In an ultrasound, a wand that gives off sound waves is guided over the breast to take pictures of the inside of the breast. A recent study found that adding ultrasound to mammography can increase breast cancer detection rates by 1.9% to 4.2%.
Breast MRI (magnetic resonance imaging) uses radio waves and strong magnets to make detailed pictures of the inside of the breast. Recent research shows that breast MRI can locate small breast lesions sometimes missed by mammography.
When imaging tests find areas in the breast that could be signs of cancer, a physician will perform a biopsy to find out for sure. During a biopsy, the doctor removes small pieces of tissue from the suspicious area that are looked at in the lab to see if they contain cancer cells.
Tests Used to Find Out if Breast Cancer Has Spread
If your oncologist suspects that your cancer has spread beyond the breast and nearby lymph nodes, he or she may order imaging tests to confirm the diagnosis and help determine your course of treatment. Tests that may be done are chest X-rays, CT scans, MRIs, ultrasounds, PET (positron emission tomography) scans and bone scans.
Breast cancer screenings and diagnostic tests are expensive, but there is good news: Under the Affordable Care Act (ACA) and many state laws, private insurance plans as well as Medicare and Medicaid must cover the cost for breast cancer screenings, including genetic testing and preventive drug therapy. By law, reconstructive procedures, as are used after a mastectomy, are always covered. This is not the case for diagnostic tests, however, where insurers may require a co-pay and other fees. Here is an update.
No-Cost Coverage for Screening and Prevention
Private health insurance companies base their coverage policies for breast cancer screenings and prevention services on guidelines from the United States Prevention Services Task Force — an independent panel of national experts in disease prevention — and the Health Resources and Services Administration, a federal government agency that is part of the Department of Health and Human Services.

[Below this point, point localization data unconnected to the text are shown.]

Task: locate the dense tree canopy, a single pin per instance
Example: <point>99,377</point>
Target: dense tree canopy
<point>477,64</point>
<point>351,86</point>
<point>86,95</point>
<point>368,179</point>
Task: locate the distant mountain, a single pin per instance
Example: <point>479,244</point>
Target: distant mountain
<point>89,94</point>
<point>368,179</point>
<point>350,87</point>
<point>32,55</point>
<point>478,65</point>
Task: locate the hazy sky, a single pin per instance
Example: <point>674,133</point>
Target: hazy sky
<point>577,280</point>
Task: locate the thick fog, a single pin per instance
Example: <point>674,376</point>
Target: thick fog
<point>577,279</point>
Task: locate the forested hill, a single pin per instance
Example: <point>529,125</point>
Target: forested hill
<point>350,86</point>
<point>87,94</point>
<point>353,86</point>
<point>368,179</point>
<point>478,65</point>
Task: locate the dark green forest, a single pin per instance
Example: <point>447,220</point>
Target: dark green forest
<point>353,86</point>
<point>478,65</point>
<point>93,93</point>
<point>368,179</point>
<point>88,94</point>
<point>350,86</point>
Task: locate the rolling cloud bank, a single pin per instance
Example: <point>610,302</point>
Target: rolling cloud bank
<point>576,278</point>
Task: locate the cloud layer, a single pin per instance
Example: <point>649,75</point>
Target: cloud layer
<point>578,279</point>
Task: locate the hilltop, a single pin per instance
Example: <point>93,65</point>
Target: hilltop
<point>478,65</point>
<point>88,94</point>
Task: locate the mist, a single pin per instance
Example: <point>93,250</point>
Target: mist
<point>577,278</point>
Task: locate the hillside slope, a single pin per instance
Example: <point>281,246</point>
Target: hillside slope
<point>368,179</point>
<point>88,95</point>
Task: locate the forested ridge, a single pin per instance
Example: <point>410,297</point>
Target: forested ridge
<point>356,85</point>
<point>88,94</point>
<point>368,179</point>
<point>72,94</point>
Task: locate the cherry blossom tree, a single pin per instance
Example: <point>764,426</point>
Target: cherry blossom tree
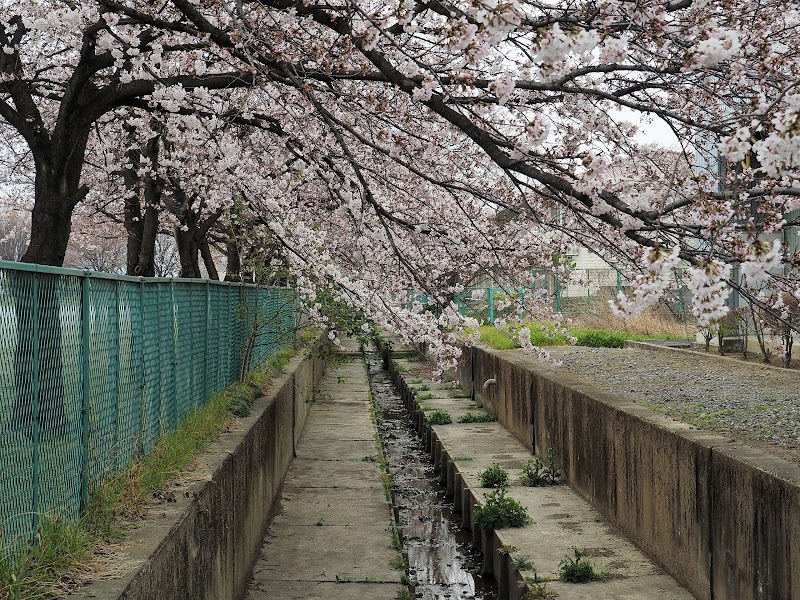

Under these guidelines, private insurance plans and state Medicaid programs must cover these services at no cost to women:
- Screening mammogram at least every two years and as often as every year for women ages 40 to 74 with average risk for breast cancer
- Genetic counseling and testing for mutation of the BRCA1 and BRCA2 genes in some women with a personal or family history breast, ovarian, fallopian tube, or peritoneal cancer
- Preventive drug therapy for women ages 35 and above with elevated risk of breast cancer
Coverage for Diagnostic Tests
When it comes to diagnostic tests for breast cancer, insurers can require a co-pay and other fees, depending on the health plan. This is why it is important to know the terms of your health insurance and talk to your health care team. They usually know who can help you find answers to your questions about coverage for your diagnostic tests.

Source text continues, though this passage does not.